Lucile Packard Children’s Hospital is expanding in order to meet the growing community needs for specialized pediatric and obstetric care. The 104-bed addition designed by KPF aims at promoting family-centered care and creates a welcoming, safe environment. The design motivation centers on the unique ‘journey’ that addresses the needs of pediatric and obstetric patients and their families. The journal begins at the ‘Explorer’s Pavilion’, a welcoming environment with information and patient services right at the front door. The public ‘trail’ along the garden leads families to their destinations and sanctuaries, either as inpatients, outpatients or visitors. Single-patient rooms are envisioned as the ‘nest’, and all have provisions for families to stay in the room with the patient. Places of respite, such as the ‘tree-houses’ that view the garden and exterior ‘overlooks’ are provided throughout the building. All patient areas are accessible to natural light and key departments are collocated for easy access and movement.

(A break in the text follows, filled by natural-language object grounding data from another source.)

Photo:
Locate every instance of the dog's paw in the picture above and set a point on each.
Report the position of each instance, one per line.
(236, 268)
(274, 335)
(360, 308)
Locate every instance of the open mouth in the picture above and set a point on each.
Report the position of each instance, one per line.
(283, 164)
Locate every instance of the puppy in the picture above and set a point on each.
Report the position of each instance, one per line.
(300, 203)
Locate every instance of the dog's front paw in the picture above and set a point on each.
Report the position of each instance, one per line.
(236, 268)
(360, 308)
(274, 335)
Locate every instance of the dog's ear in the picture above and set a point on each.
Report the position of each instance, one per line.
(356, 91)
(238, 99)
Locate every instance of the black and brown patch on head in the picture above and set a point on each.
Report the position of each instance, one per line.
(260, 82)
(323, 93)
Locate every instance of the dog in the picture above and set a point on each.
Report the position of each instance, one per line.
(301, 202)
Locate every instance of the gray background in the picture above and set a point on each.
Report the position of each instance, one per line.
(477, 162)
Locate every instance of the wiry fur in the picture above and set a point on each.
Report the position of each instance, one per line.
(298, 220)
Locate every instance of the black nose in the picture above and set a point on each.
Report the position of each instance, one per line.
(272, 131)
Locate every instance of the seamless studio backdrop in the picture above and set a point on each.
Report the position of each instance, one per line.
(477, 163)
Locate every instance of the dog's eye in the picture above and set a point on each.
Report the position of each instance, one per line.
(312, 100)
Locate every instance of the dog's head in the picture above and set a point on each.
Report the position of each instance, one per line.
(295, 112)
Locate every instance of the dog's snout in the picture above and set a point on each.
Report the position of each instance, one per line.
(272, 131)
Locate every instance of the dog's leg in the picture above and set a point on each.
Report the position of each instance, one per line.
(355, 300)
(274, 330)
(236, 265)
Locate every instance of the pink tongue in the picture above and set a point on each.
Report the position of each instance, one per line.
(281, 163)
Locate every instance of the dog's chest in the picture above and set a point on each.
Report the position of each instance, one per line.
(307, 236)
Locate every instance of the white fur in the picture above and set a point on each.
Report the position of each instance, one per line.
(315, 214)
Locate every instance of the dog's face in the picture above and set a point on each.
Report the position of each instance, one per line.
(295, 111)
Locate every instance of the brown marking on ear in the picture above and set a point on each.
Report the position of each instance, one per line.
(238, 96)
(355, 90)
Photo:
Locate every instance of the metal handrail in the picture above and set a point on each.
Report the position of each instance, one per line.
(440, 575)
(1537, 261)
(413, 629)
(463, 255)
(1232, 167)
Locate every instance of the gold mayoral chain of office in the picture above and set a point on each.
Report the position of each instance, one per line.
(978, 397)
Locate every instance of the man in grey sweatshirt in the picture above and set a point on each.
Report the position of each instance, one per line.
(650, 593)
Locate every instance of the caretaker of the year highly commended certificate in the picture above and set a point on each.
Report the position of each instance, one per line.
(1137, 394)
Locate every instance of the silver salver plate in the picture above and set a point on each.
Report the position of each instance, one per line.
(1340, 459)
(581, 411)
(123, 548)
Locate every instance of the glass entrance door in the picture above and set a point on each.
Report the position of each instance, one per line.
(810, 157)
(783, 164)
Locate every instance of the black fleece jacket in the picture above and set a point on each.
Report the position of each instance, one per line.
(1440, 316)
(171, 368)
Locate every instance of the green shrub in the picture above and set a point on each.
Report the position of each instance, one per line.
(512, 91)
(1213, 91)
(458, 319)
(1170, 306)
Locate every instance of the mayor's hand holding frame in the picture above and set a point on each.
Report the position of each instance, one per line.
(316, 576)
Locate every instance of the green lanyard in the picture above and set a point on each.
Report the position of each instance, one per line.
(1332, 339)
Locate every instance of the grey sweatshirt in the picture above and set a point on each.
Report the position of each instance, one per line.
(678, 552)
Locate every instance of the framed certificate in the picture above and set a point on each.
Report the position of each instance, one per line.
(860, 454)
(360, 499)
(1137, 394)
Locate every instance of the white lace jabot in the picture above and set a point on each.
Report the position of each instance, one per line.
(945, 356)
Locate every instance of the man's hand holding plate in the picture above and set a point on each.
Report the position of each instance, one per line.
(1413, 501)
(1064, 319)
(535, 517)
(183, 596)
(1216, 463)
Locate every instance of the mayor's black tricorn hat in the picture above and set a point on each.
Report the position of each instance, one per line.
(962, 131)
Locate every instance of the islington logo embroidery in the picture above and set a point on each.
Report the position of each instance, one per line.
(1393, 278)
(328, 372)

Designed from the ground up, the new hospital by RVA features modular pavilions adaptable for medical and technological advances that cannot even be imagined today; the 600-bed hospital is being designed to ensure flexibility for the future.
The architect’s vision for the new Stanford Hospital redefines the model of a healing environment to promote quality patient care, practitioner and staff achievement, and sustainability. Light-filled corridors with views to the foothills and beyond, as well as extensive use of gardens and outdoor courtyards, bring nature into the healing process and provide an uplifting atmosphere for everyone. The design includes a central courtyard and roof gardens that re-establish the tradition of the Stanford campus by integrating the landscape within the new building. A sloped courtyard with a prominent water feature organizes public circulation on the lower levels and brings natural light into the center of each floor. Accessible roof gardens surround a unique public floor that contains family and staff amenities.